これらを一枚の紙に並べると、いつまでに何を決めなければならないかが見える。実務で多いのは、決められないまま日付だけが過ぎ、結果として選択肢が減っていく形である。決断の内容を先に決められないなら、決断する日を先に決める。これは第6節で述べた待つことの価値を、期限つきで行使することにあたる。
7.5 税の個別判断は窓口に返す
最後に境界を引いておく。第5節で述べた住宅用地特例の割合は法令上の定めであり、誰が読んでも同じである。しかし、ある土地の固定資産税が実際にいくらになるか、家屋分の減少と土地分の増加が差引きでどうなるかは、その土地の評価額と前年度の課税標準額を見なければ分からない。これは市町村が把握している情報であり、資産税を扱う窓口で確認するのが最も確実である。
売却に伴う所得の課税も同様である。建物の取壊し費用が譲渡費用としてどう扱われるか、相続した家屋とその敷地を売る場合の特別控除の要件を満たすかといった論点には制度上の枠組みがあるが、適用の可否は取得の経緯・居住の状況・売却の時期によって変わる。税理士および税務署に確認すべき事項であり、制度の構造を説明することと個別の税額を算定することは別の仕事である。
8. 結論と今後の課題
本稿の結論を四点に整理する。第一に、更地にすべきかという問いは単一の問いではない。費用の問い、需要の問い、税の問い、時間の問いという、互いに独立した四つの問いが一語に束ねられている。決められない売主の多くは、判断力を欠いているのではなく、四つを一度に決めようとしている。分ければ、少なくとも三つは先に決まる。
第二に、更地化は価格を上げる操作ではなく、買主層を入れ替える操作である。注文住宅を建てたい実需層に届くようになる代わりに、建物を使いたい層と、解体費を自らの原価で処理できる事業者層の一部が候補から抜ける。この入れ替えが有利に働くかどうかは、その地域でどちらの層が厚いかによる。更地にすれば高く売れるという命題も、古家付きのほうが得だという命題も、一般には成り立たない。
第三に、住宅用地特例は税額を6分の1にする制度ではなく、課税標準を法定の割合まで圧縮する制度である。

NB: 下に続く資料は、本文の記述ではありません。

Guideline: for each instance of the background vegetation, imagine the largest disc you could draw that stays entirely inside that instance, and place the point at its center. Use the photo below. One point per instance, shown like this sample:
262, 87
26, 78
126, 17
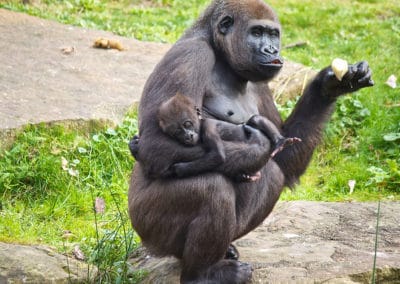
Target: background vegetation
51, 176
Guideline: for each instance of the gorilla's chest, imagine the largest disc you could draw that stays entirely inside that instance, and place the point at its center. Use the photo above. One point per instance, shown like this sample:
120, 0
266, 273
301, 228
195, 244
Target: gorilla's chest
227, 104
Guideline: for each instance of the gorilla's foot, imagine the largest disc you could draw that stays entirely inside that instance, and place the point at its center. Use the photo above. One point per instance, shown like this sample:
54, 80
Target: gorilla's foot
223, 272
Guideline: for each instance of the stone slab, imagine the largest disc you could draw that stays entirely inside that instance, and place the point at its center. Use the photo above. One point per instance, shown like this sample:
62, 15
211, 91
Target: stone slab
39, 83
311, 242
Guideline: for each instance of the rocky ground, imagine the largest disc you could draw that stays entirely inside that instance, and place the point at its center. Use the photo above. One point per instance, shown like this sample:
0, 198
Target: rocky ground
51, 73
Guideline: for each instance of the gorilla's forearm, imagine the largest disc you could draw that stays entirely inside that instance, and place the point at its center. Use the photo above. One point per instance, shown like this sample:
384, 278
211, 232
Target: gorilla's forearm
306, 122
312, 112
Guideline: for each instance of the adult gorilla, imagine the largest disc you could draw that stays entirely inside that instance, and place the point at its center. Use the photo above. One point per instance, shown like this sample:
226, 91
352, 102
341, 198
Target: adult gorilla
224, 63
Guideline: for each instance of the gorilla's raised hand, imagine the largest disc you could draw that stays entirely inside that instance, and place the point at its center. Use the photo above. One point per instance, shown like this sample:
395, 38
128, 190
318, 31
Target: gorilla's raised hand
357, 77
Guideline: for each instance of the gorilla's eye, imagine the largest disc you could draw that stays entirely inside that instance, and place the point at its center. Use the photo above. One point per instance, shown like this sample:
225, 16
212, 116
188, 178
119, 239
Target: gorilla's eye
187, 124
225, 24
256, 31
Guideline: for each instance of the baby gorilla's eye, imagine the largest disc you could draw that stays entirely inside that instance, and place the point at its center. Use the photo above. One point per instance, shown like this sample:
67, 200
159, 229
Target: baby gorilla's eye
187, 124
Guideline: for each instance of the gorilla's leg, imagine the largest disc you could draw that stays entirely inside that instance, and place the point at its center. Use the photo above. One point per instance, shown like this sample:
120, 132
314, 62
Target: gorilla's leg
208, 240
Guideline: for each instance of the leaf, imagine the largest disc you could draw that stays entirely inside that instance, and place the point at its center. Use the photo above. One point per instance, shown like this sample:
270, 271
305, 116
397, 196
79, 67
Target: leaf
111, 132
99, 205
351, 184
391, 81
73, 172
365, 112
391, 136
64, 164
82, 150
78, 253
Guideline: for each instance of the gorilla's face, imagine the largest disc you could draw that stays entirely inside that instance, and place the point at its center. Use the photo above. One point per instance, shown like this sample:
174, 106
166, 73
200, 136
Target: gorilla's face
263, 43
250, 46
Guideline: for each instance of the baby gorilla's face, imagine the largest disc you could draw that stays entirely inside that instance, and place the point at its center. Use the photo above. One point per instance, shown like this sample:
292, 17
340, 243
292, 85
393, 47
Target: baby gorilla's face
187, 133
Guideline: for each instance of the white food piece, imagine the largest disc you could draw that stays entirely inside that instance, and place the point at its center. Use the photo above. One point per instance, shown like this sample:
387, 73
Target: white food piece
339, 67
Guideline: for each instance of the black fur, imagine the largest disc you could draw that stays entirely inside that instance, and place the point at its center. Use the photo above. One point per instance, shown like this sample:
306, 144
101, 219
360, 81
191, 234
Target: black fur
224, 66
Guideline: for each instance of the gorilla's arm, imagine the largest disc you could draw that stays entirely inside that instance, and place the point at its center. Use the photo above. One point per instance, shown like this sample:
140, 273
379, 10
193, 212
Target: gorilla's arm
312, 112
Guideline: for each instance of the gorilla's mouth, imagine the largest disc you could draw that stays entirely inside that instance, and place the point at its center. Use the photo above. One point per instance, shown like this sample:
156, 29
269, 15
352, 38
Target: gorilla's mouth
276, 62
273, 63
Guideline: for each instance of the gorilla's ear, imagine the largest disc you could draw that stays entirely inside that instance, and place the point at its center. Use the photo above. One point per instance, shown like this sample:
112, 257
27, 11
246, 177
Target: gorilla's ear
225, 24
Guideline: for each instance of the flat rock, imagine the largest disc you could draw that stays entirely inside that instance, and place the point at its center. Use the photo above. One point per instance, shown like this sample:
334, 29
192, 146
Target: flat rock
311, 242
40, 264
40, 83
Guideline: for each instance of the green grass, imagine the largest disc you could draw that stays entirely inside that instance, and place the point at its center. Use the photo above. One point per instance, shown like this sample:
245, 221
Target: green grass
47, 200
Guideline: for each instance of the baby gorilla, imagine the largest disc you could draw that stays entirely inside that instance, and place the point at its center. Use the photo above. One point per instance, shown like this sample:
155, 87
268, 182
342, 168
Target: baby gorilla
180, 119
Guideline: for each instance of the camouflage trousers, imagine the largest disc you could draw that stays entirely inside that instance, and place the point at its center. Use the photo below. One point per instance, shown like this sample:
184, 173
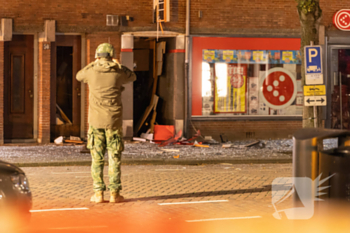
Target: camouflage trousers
100, 140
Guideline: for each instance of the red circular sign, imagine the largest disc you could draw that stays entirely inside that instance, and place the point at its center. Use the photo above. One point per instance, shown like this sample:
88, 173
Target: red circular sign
237, 80
341, 20
278, 88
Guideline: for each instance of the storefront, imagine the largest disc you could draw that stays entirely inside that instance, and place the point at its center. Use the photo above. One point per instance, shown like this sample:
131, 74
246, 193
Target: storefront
246, 82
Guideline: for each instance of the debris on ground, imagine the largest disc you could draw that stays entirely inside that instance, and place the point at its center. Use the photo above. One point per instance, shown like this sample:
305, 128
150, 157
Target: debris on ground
172, 140
200, 145
74, 141
170, 150
147, 136
59, 140
163, 132
139, 139
74, 138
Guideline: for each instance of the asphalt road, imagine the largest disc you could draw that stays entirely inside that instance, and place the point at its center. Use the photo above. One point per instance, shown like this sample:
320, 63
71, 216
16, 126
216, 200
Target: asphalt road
210, 198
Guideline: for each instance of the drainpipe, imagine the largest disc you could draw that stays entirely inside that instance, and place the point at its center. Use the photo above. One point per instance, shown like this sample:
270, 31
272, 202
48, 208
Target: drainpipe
187, 42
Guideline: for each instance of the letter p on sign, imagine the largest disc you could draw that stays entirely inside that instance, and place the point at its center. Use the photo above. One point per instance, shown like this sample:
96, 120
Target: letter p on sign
312, 54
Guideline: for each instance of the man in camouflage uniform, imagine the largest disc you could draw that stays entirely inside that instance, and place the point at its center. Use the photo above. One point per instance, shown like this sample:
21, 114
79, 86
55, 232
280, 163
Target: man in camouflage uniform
105, 78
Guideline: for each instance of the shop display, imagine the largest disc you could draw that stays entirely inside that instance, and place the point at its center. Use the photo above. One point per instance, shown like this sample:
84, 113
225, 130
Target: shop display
233, 99
273, 90
252, 56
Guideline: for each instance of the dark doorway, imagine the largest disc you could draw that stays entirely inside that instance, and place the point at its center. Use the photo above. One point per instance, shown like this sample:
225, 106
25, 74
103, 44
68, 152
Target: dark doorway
64, 80
18, 87
65, 89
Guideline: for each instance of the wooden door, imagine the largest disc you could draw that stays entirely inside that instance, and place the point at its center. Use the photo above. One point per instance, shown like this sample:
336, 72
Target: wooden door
18, 87
65, 89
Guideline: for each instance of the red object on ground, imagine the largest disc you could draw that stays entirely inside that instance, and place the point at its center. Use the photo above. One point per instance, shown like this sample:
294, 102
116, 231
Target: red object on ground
172, 140
163, 132
341, 20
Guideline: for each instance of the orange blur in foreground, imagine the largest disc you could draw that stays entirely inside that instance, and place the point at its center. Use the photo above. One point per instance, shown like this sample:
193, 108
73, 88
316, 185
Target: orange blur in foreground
334, 220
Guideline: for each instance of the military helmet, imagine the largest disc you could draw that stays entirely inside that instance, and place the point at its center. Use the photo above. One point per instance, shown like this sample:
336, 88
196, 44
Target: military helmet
104, 50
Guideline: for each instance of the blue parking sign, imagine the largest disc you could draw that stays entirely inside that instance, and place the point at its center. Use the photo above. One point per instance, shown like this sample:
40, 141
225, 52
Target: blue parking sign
313, 60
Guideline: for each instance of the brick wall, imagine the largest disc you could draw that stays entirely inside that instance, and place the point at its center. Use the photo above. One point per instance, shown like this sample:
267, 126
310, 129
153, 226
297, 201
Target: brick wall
44, 93
1, 92
84, 16
220, 17
240, 130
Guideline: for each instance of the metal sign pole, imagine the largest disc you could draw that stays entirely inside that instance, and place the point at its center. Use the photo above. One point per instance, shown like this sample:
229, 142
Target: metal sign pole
341, 102
315, 107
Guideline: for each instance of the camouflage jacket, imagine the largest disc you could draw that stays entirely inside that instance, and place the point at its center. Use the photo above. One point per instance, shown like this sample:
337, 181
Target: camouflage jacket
105, 79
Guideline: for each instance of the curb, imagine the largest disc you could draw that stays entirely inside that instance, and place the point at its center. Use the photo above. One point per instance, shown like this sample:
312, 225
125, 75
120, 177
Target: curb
160, 162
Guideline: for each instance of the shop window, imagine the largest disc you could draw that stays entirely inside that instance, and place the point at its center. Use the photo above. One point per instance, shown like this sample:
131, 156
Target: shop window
251, 82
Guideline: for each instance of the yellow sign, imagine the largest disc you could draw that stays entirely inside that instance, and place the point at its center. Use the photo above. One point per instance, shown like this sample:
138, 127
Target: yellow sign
287, 56
227, 55
315, 90
209, 55
258, 56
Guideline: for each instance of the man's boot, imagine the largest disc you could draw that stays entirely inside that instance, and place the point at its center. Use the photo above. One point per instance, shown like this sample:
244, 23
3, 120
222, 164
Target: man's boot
97, 197
116, 197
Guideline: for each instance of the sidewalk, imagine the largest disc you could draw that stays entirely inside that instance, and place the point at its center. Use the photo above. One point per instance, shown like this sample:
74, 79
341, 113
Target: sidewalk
29, 155
267, 151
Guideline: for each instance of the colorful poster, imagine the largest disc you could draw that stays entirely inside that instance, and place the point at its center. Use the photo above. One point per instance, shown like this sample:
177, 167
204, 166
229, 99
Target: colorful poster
259, 56
244, 56
236, 83
274, 56
209, 55
227, 55
291, 57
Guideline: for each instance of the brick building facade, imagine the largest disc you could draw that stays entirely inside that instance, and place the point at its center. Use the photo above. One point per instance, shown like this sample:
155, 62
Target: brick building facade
65, 35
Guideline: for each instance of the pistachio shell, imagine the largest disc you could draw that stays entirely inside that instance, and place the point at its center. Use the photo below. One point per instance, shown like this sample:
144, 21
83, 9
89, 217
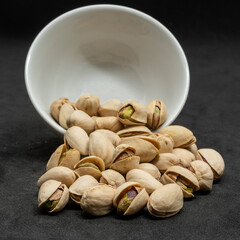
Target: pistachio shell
138, 203
83, 120
214, 160
145, 179
77, 138
98, 200
89, 104
80, 186
112, 177
203, 173
110, 108
182, 137
165, 201
62, 174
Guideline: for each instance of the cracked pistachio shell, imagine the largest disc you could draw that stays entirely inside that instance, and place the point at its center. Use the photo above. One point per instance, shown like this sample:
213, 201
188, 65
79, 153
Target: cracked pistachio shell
187, 177
112, 136
182, 137
139, 201
77, 189
144, 148
203, 173
214, 160
89, 104
144, 178
156, 114
185, 156
101, 146
47, 189
110, 108
112, 177
88, 170
126, 163
150, 168
165, 201
133, 131
63, 157
165, 160
110, 123
83, 120
62, 174
138, 115
56, 106
98, 200
76, 137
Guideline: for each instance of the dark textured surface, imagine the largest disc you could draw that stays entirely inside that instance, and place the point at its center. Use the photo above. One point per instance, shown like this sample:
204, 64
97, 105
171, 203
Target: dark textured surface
210, 38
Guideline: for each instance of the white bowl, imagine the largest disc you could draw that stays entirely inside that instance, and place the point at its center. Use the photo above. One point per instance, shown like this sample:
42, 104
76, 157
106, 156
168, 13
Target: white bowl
110, 51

特例が外れたときの影響は、家屋分の課税の消滅、課税標準の上昇を段階的にする調整、都市計画税との区別といった要素に分かれて現れる。「税金が6倍になる」という説明は、方向として正しく、大きさとして誤っている。個別の税額は市の資産税の窓口へ、譲渡に伴う課税は税理士および税務署へ返すべき問いである。
第四に、解体は取り消せない。取り消せる作業を先に、取り消せない支出を後に置く。現況のまま市場に出して買主の性格を観察し、見積もりは早く取り、実行は契約後あるいは買主の判断に委ねる。この順序それ自体が、不確実性への対処になっている。
8.1 本稿の限界
限界を三つ挙げる。第一に、本稿は買主層の厚みについて統計的な裏づけを持たない。第4節の四つの層の分類は実務上の便宜的な区分であり、ある地域で更地化が有利かどうかを事前に判定する道具にはならない。判定には、その市場で実際に成約している事例と、売り出した物件に誰が反応したかという観察が要る。
第二に、本稿は解体費用の水準について何も述べていない。構造・面積・現場条件によって金額が変わり、地域と時期によって業者の手持ち工事の量も変わる以上、水準を一般化して書けば、それは読者を誤らせる数字になる。本稿が費目の分解にとどめたのはそのためだが、その結果として、判断に最も使いたい数字が本稿には載っていない。この空白は個別の見積もりによってしか埋まらない。
第三に、本稿は売主が手取りを最大化しようとすることを前提に議論した。実際の売却では、親族の合意、近隣への配慮、住み続けてきた家への愛着といった、金額に還元できない事情が判断を動かす。とりわけ相続に伴う売却では、誰がその建物を壊す決定に賛成したかが後々まで残る。この種の費用を扱う枠組みは、本稿にはない。
8.2 別稿に投げる論点
本稿から派生する論点を三つ、別稿に委ねる。一つは、解体と並んで売り出し前に検討される支出、すなわちリフォームやハウスクリーニングの投資回収の問題である。解体が買主層を入れ替える操作であるのに対し、リフォームは同じ層の中で評価を動かす操作であり、費用の性質も回収の経路も異なる。二つ目は、待つことの価値をより正面から扱う議論である。本稿は不可逆性を判断の順序を決める枠組みとして用いたが、待つ期間の上限が外的な事情で決まっている場合にこの枠組みがどこまで有効かは検討していない。三つ目は、保有課税が売却の判断そのものを歪める経路である。
最後に、本稿が繰り返し述べたことを一度だけ言い換えておく。更地にすべきかという問いに、物件を見ただけで答えられる者はいない。答えは、その土地を買う可能性のある人が誰かによって決まり、その人が誰かは市場に出してみないと分からない。だからこの問いは、判断の前ではなく、観察の後に置かれるべき問いなのである。